Girişimler için oldukça önemli bir konu çünkü aynı zamanda yapılan araştırmalarda girişimlerin başarısız olma nedenlerinin de başında geliyor.
Venture Capital (VC)- daha yüksek finansman sağlayan girişim sermayesi firmaları- bir girişimin potansiyelini veya yatırım fırsatını değerlendirirken ürünün pazara uygunluğu ile ilgili işaretlere önem verirler.
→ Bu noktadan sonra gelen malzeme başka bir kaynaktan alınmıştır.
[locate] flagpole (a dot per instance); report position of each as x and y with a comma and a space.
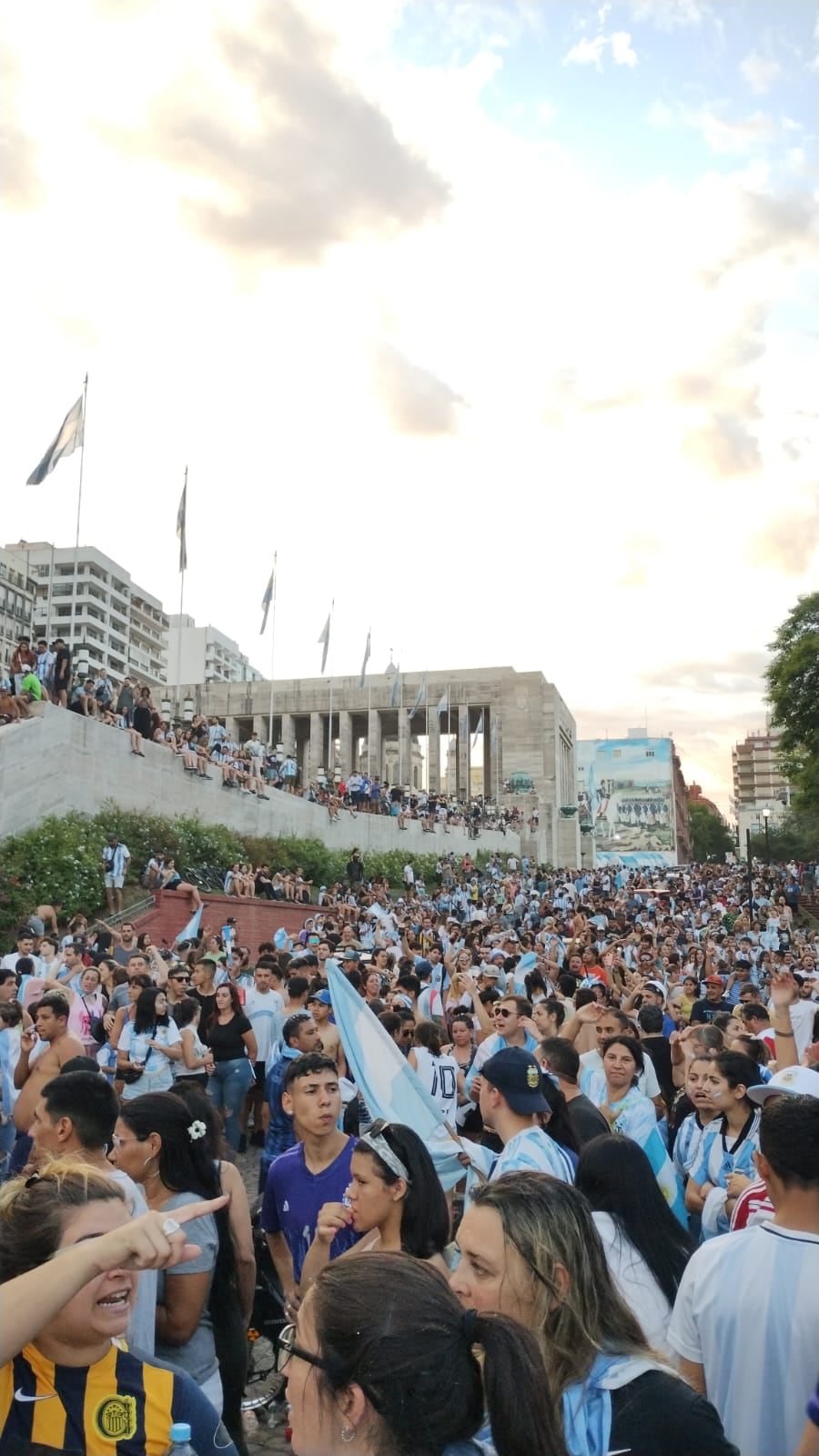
273, 642
79, 510
182, 564
329, 746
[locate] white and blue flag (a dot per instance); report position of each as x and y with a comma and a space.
387, 1081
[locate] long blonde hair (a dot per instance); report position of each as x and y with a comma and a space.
550, 1223
33, 1210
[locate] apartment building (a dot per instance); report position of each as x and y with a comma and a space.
99, 611
756, 775
18, 594
200, 655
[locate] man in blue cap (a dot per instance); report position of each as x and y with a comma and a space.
515, 1107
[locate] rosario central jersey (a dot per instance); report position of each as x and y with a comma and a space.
118, 1407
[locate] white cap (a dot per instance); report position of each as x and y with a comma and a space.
799, 1081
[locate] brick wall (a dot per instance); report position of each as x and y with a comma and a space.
257, 921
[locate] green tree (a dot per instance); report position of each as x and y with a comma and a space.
793, 692
710, 836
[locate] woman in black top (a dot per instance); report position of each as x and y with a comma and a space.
234, 1048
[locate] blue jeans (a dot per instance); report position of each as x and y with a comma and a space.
228, 1088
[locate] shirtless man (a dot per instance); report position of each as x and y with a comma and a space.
51, 1026
319, 1008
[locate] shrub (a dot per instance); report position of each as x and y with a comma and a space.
60, 861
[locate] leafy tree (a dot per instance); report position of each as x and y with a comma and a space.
793, 692
710, 836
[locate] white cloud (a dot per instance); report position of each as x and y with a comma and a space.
622, 51
592, 51
761, 72
588, 53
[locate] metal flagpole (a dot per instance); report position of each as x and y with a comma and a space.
75, 601
273, 642
329, 744
182, 564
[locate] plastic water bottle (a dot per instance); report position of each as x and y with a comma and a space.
181, 1441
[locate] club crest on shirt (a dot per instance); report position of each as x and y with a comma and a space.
116, 1419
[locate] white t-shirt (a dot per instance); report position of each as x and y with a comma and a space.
636, 1283
264, 1012
439, 1077
746, 1310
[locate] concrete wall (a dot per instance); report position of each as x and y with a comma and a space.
65, 762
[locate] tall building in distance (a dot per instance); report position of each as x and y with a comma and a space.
99, 611
632, 801
18, 594
201, 655
761, 793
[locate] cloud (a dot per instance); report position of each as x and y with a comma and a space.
622, 51
790, 541
416, 400
760, 72
592, 51
19, 171
302, 160
742, 673
669, 15
723, 446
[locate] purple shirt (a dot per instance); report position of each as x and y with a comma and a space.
293, 1198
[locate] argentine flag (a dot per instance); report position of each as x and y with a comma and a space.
387, 1081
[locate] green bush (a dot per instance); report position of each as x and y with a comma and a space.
60, 861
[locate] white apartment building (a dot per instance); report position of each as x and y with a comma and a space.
205, 655
16, 604
102, 613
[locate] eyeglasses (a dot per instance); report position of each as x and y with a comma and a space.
288, 1347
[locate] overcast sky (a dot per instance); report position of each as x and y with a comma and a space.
496, 318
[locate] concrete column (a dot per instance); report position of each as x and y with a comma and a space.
433, 749
315, 757
462, 752
404, 761
373, 761
346, 743
288, 732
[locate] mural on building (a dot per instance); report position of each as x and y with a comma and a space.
625, 795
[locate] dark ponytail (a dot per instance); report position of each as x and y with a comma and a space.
392, 1325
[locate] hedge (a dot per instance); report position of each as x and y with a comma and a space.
60, 861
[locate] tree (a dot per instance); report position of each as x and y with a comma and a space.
793, 692
710, 836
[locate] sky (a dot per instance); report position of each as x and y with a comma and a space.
496, 319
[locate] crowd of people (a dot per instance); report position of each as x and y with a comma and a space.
207, 750
625, 1259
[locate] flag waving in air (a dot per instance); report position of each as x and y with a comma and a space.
181, 524
267, 601
67, 439
366, 660
387, 1081
324, 638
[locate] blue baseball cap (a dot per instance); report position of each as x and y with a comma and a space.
515, 1074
Pazara uyumu araştırırken sorulabilecek doğru sorular ise: Ürün kendi hakkında konuşturarak organik bir büyüme yaratıyor mu?İnsanlar ürüne para ödemeye hazır mı?Ürünün yarattığı değer müşteriler için çekici mi?
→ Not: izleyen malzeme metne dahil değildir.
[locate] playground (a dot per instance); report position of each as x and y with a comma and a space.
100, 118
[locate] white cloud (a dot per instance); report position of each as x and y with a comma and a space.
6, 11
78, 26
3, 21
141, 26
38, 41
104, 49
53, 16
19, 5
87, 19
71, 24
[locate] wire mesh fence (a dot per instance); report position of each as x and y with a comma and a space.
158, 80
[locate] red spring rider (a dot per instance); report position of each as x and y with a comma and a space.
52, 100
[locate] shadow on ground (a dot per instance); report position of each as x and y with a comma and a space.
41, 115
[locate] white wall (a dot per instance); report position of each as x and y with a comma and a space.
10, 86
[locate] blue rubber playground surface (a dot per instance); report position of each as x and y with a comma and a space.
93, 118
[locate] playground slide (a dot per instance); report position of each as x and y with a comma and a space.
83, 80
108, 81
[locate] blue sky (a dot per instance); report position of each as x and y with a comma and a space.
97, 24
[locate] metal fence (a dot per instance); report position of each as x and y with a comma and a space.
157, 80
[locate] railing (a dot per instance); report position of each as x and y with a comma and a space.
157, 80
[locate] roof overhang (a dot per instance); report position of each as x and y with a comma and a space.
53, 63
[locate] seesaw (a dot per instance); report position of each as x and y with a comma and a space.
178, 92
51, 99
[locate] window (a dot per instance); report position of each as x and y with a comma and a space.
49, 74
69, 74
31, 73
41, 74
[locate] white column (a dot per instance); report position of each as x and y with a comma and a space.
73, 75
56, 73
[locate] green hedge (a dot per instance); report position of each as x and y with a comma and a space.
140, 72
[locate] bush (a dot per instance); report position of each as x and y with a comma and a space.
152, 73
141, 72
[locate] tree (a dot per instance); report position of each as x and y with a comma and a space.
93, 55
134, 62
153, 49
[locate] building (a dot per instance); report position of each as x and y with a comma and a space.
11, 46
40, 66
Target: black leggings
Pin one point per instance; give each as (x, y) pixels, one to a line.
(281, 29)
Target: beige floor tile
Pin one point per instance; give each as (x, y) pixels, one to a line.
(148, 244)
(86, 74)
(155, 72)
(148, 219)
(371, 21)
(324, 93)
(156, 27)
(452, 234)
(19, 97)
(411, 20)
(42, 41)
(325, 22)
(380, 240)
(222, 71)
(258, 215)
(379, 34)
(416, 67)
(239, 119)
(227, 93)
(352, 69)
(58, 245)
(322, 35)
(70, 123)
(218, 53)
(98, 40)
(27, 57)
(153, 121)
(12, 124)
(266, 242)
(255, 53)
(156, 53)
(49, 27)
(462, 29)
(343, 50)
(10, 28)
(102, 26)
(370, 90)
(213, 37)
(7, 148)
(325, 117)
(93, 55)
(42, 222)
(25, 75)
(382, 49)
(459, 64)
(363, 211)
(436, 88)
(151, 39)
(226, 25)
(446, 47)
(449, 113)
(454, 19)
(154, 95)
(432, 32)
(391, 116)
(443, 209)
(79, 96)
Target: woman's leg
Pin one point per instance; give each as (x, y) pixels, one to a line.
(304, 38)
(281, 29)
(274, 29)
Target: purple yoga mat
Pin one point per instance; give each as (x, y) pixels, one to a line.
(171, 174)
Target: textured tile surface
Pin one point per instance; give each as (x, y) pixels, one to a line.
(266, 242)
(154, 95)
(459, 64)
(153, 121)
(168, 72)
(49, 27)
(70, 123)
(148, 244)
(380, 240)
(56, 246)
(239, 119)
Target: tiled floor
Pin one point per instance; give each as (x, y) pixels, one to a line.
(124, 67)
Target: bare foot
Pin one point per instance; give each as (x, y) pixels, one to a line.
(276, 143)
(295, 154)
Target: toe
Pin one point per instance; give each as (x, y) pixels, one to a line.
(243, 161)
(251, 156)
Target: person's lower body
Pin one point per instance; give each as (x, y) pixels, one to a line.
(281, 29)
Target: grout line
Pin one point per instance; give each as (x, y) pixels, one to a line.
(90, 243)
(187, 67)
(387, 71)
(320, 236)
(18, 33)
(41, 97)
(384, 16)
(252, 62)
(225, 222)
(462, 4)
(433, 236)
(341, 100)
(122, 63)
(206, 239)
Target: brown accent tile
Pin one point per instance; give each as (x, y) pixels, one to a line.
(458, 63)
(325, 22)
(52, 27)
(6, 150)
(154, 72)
Ürün-pazar uyumu gerçekleştiğinde müşteriler ürünü satın almaya başlar, şirket büyür, ekip büyür ve yatırımcılardan müşterilere kadar herkes şirket hakkında konuşmaya başlar.
Fakat zamanla kullanıcıların ihtiyaçları değiştiğinde ürün bu ihtiyaçları karşılayacak şekilde dönüşüm sağlayamazsa ürün-pazar uyumunu rekabete kaybetme ihtimali de çok yüksektir. O yüzden ürün-pazar uyumunun sürekliliğini de göz önüne almak gerekir.
‘Önemli olan, tüm enerjinizi ürün- pazar uyumuna odaklamaktır. İnsanların çok hızlı bir şekilde benimsediği veya tekrar tekrar kolaylıkla satabileceğiniz bir ürünü yaratmaya odaklanın. Diğer her şey ikincil öneme sahiptir. Gözünüzü hedeften ayırmayın.’- Andreessen Horowitz
En sık yapılan hatalardan biri de gerçekte olmayan bir ihtiyaçtan yola çıkarak ürünü hayata geçirmektir. Bu aşamada hedef kitlenin gerçek bir problemine odaklanıldığına emin olmak gerekir. Bu hataya düşmemek için girişimlerin MVP (Minimum Viable Product) sonrası potansiyel müşterileriyle vakit geçirmesi, ihtiyaç ve isteklerini anlaması ürünün pazara uyumlu hale getirmek açısından oldukça önemlidir.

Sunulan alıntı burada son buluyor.